Dr Caroline Poulsen Honours Projects

Measuring Australian Methane emissions from Space

Supervisor: Caroline Poulsen and Paul Krummel/Zoe Loh CSIRO
Field of Study: Climate: Satellite Remote Sensing of the Atmosphere
Support Offered: Potential short-term paid Industrial Traineeship at CSIRO may be offered.
Collaborating Organisation: CSIRO Aspendale
Preferred Program: Honours or MSc

Methane is an important green house gas. In Australia fugitive emissions from the gas industry arise from leaks from equipment, from deliberate or accidental venting or from flaring of gas at every stage of the gas supply system. The estimation of methane emissions from the gas industry is generally not perfomed through direct emission measurements. Instead, emission estimates are prepared using sets of model parameters or emission factors derived from sample datasets recorded in published studies. The recently launched Sentinel-5P satellite makes routine (daily) measurements of Methane concentrations at up to 4km resolution over Australia which offers unprecedent global coverage to explore natural and anthropogenic emissions.
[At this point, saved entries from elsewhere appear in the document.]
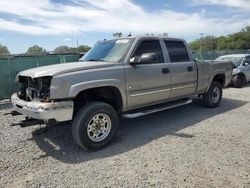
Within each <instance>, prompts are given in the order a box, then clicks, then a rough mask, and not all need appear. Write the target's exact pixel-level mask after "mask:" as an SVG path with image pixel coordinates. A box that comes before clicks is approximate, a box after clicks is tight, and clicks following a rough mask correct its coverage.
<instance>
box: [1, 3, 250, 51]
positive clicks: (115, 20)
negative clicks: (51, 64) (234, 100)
mask: <svg viewBox="0 0 250 188" xmlns="http://www.w3.org/2000/svg"><path fill="white" fill-rule="evenodd" d="M247 25H250V0H0V44H2V45H6V46H7V47H8V49H9V51H10V52H11V53H24V52H25V51H26V50H27V49H28V48H29V47H30V46H32V45H35V44H37V45H39V46H42V47H43V48H45V49H46V50H47V51H52V50H53V49H54V48H55V47H57V46H59V45H67V46H72V47H75V46H76V45H77V42H76V41H78V44H79V45H80V44H85V45H89V46H93V45H94V44H95V43H96V41H99V40H103V39H111V38H113V36H112V34H113V33H115V32H122V33H123V34H124V36H126V35H128V34H129V32H130V31H131V33H132V35H142V34H147V33H150V34H151V33H152V34H155V35H159V34H162V33H168V35H169V37H177V38H184V39H186V40H187V41H192V40H194V39H197V38H199V37H200V33H204V34H205V35H215V36H220V35H227V34H230V33H234V32H237V31H240V30H241V29H242V28H243V27H246V26H247Z"/></svg>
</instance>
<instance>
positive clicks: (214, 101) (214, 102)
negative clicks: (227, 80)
mask: <svg viewBox="0 0 250 188" xmlns="http://www.w3.org/2000/svg"><path fill="white" fill-rule="evenodd" d="M219 100H220V89H219V88H218V87H216V88H214V90H213V93H212V101H213V103H217V102H218V101H219Z"/></svg>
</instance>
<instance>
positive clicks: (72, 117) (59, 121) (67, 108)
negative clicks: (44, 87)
mask: <svg viewBox="0 0 250 188" xmlns="http://www.w3.org/2000/svg"><path fill="white" fill-rule="evenodd" d="M11 103H12V106H13V108H14V110H15V111H17V112H19V113H20V114H23V115H26V116H28V117H30V118H34V119H40V120H45V121H48V120H56V121H57V122H63V121H70V120H72V118H73V109H74V103H73V101H71V100H69V101H59V102H48V103H45V102H40V101H36V100H34V101H30V102H28V101H24V100H21V99H19V98H18V96H17V94H16V93H14V94H13V95H12V96H11Z"/></svg>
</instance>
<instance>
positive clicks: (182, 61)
mask: <svg viewBox="0 0 250 188" xmlns="http://www.w3.org/2000/svg"><path fill="white" fill-rule="evenodd" d="M164 43H165V45H166V48H167V50H168V54H169V58H170V62H172V63H178V62H187V61H190V58H189V55H188V51H187V48H186V46H185V44H184V42H182V41H167V40H164Z"/></svg>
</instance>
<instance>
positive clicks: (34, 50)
mask: <svg viewBox="0 0 250 188" xmlns="http://www.w3.org/2000/svg"><path fill="white" fill-rule="evenodd" d="M25 54H26V55H29V56H36V55H45V54H46V50H45V49H43V48H42V47H40V46H38V45H34V46H31V47H30V48H29V49H28V50H27V52H26V53H25Z"/></svg>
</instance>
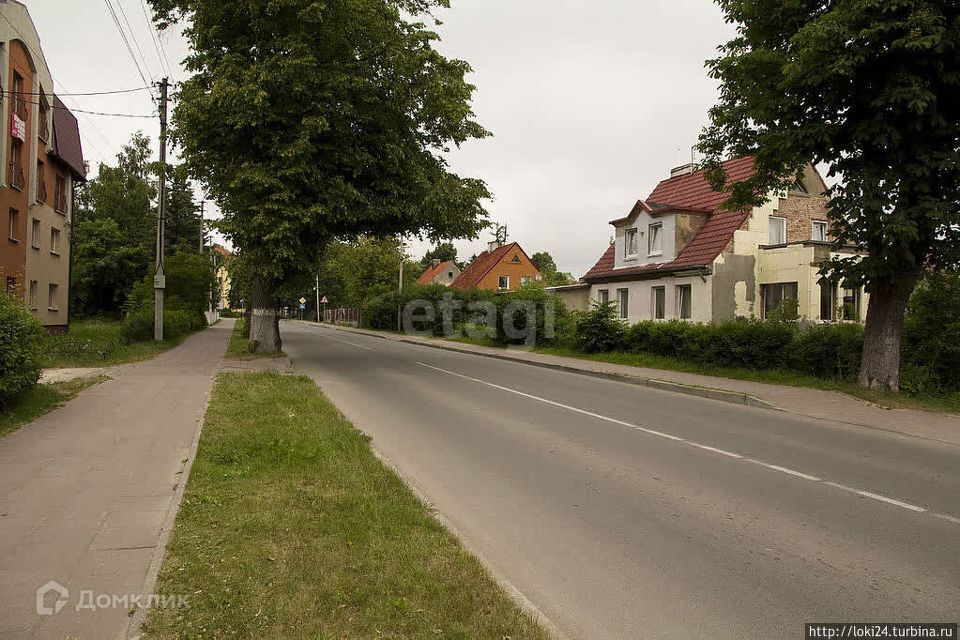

This project will look at identifying locations of methane emissions in Australia by producing seasonal data sets of methane concentrations detected by Sentinel-5P and comparing, validating and verifying them with measurements and/or modelled Methane emissions made by CSIRO where available. The initial focus of the validation will be detection and validation of Methane in the Surat Basin.

This project involves computational analysis of large data sets, so coding skills, including familiarity with a languages such as Python, R, or MATLAB are highly desirable. Alternatively you should have a strong enthusiasm to learn.

For further details contact Caroline Poulsen

Using Machine Learning to detect supercooled clouds.

Supervisor: Caroline Poulsen
Field of Study: Climate : Satellite Remote Sensing of the Atmosphere
Support Offered: High performance computing, data skills training
Preferred Program: Honours or MSc

The Southern Ocean is a critical region for global climate, yet large cloud related solar radiation biases over the Southern Ocean are a long-standing problem in climate models and are poorly understood, leading to biases in simulated sea surface temperatures. Supercooled liquid clouds are central to understanding and simulating the Southern Ocean environment. Accurate observations and time series of supercooled clouds are necessary to understand the climate impact of this critical cloud type  and how it is varying with climate change. The proposed project involves using machine learning to identify super cooled clouds in geostationary Himawari satellite data and validating the results against lidar and radar observations.

This project involves computational analysis of large data sets, so coding skills, including familiarity with a languages such as Python, R, or MATLAB are highly desirable. Alternatively you should have a strong enthusiasm to learn.

For further details contact Caroline Poulsen

Investigating differences in satellite cloud climatologies

Supervisor: Caroline Poulsen
Field of Study: Climate: Satellite Remote Sensing of the Atmosphere
Preferred Program: Honours or MSc

Clouds play a vital role in our climate by regulating the amount of solar energy that reaches the surface and the amount of the Earth's energy that is radiated back into space. The more energy that is trapped by the planet, the warmer our climate will grow. If less energy is collected, the climate will become cooler. How clouds will respond to a changing climate is highly uncertain. Satellite cloud climatology’s are need to provide observations of how clouds are varying in time. A number of satellite cloud climatology’s from different instruments and using different algorithms have been generated over the last decade, i.e. ISCCP, Patmos-X, Cloud CCI and MODIS.  While the general characteristics of clouds and associated trends are similar in the data sets, towards the polar regions the products diverge significantly, particularly the microphysical properties such as effective radius and optical depth. This is a critical region for climate. In this project you will delve into the different satellite products to identify the cause of the differences.

This project involves computational analysis of large data sets, so coding skills, including familiarity with a languages such as Python, R, or MATLAB are highly desirable. Alternatively you should have a strong enthusiasm to learn.

For further details contact Caroline Poulsen

Using satellite data to understand Australia’s solar radiation potential

Supervisor: Caroline Poulsen
Field of Study: Solar Radiation: Satellite Remote Sensing
Preferred Program: Honours or MSc

Information about solar radiation/energy is useful to understand the best locations for investing in solar technology. The properties and coverage of aerosols and clouds are the key variables which determine the amount of solar radiation available for energy generation.  Satellite climatologies of radiative fluxes can be used to understand the variation of incoming solar radiation across the country and how it varies with time. In this project you will look at trends in solar radiation for the Australian continents from the ESA  (European Space Agency) CCI cloud and flux climatology and validate the satellite measurements with ground based observations to evaluate the accuracy of the products.

This project involves computational analysis of large data sets, so coding skills, including familiarity with a languages such as Python, R, or MATLAB are highly desirable. Alternatively you should have a strong enthusiasm to learn.